Georg Kallweit  Barocklvioline von Camillus Camilli ( Mantua 1740),

Bereits während seines Studiums an der Berliner Hochschule für Musik Hanns Eisler, und Parallel zu seinem späteren Engagement beim Rundfunk- Sinfonieorchester Berlin, beschäftigte sich Georg Kalweit intensiv mit Stilfragen zur vor- und frühklassischen Musik.

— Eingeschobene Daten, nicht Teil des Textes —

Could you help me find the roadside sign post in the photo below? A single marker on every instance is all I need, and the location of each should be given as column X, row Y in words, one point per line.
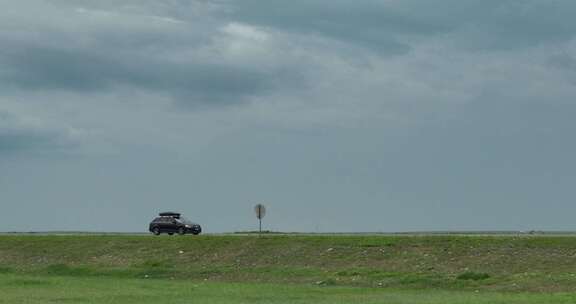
column 260, row 212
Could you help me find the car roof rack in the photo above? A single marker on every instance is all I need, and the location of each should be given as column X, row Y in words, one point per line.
column 172, row 214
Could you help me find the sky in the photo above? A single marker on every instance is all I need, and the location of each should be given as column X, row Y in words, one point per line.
column 338, row 116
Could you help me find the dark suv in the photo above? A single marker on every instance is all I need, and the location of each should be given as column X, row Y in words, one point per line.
column 172, row 222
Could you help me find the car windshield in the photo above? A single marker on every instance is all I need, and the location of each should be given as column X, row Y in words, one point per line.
column 184, row 220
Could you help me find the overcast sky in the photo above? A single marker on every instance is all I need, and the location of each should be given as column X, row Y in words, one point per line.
column 375, row 115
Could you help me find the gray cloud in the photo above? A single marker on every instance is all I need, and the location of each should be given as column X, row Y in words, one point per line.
column 145, row 52
column 17, row 136
column 387, row 26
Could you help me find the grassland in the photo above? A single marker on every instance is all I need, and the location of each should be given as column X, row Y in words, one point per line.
column 288, row 269
column 17, row 289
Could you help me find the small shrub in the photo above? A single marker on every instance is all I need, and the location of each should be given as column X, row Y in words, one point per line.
column 474, row 276
column 65, row 270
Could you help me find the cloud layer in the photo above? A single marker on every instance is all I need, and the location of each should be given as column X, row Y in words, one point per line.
column 453, row 108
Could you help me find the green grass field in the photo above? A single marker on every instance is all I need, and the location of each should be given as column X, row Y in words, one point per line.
column 15, row 289
column 287, row 269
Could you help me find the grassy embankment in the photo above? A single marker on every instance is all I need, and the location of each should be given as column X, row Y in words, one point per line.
column 303, row 266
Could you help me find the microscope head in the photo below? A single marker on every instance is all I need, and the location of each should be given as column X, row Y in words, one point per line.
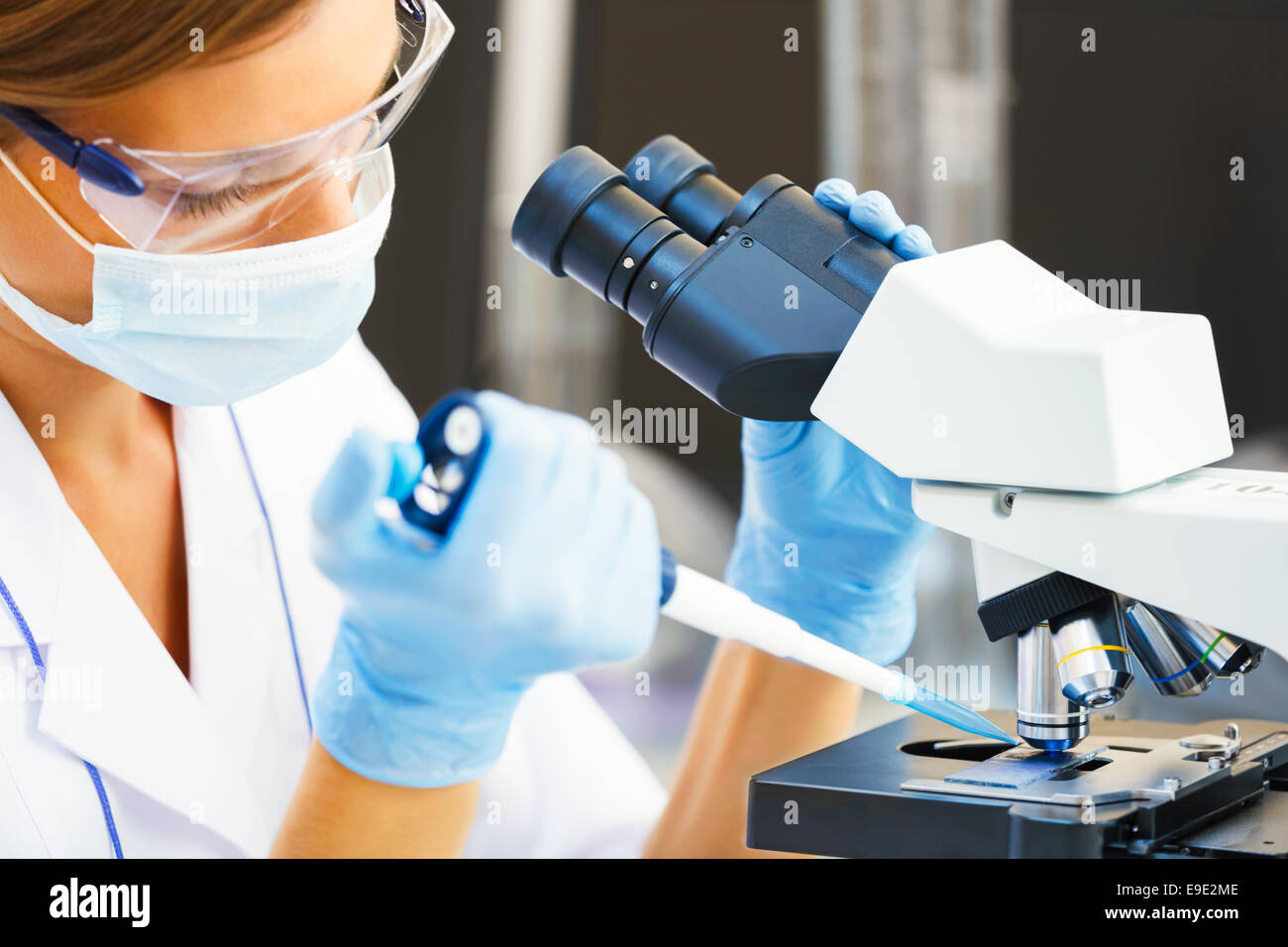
column 979, row 367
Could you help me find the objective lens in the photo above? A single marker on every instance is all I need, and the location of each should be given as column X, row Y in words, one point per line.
column 1172, row 664
column 1044, row 718
column 1091, row 660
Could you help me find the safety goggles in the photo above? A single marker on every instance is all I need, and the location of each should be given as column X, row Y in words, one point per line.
column 188, row 201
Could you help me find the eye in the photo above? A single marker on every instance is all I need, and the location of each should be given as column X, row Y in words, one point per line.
column 204, row 204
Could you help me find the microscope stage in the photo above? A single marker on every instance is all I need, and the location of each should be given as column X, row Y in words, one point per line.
column 1133, row 789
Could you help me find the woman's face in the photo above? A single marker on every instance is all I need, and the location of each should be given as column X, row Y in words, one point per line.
column 317, row 67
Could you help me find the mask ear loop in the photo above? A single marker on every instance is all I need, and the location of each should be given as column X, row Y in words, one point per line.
column 48, row 208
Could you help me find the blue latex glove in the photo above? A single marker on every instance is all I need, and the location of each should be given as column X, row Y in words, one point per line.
column 827, row 536
column 552, row 565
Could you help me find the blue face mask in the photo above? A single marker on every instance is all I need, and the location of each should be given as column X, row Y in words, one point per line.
column 213, row 329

Als Mitglied, Konzertmeister und Solist der Akademie für Alte Musik Berlin, und Gast anderer renommierter Ensembles ist Kallweit heute längst zum vielgefragten Spezialisten seines Fachs avanciert. Dabei nehmen das solistische Repertoire und die Ensembleleitung einen immer größeren Stellenwert ein. So arbeitet er als künstlerischer Leiter bzw. Konzertmeister regelmäßig mit Barockorchestern und renommierten „modernen“ Klangkörpern wie dem Ensemble Resonanz Hamburg, dem Finnish Baroque Orchestra, den Deutschen Kammervirtuosen Berlin (Deutsches Sinfonie Orchester),  der Lauttencompagney Berlin und vielen anderen zusammen.   Seit einigen Jahren verbindet  ihn im Ensemble „Ombra e Luce“ eine erfolgreiche Duopartnerschaft mit dem Lautenisten Björn Colell in der Erarbeitung frühen italienischen Repertoires.

Es liegen über sechzig, mit vielen internationalen Preisen ausgezeichnete CD- Einspielungen vor, darunter Aufnahmen mit Violinkonzerten bei „Harmonia Mundi France“, Kammermusik mit der Berliner Barock Compagney, Recitals mit „Ombra e Luce“ bei  „Raumklang“ und vieles mehr. Seine rege internationale Konzerttätigkeit führte Ihn in nahezu alle europäischen Länder und regelmäßig nach Nord-, Südamerika und Asien. Als Dozent unterrichtete er an den Musikhochschulen in Leipzig, Weimar, Helsinki und arbeitet regelmäßig mit dem Jugendbarockorchester Bachs Erben.

Im Berliner Radialsystem V war Georg Kallweit wiederholt maßgeblich an der Entwicklung und Produktion außergewöhnlicher szenischer Konzertprojekte beteiligt.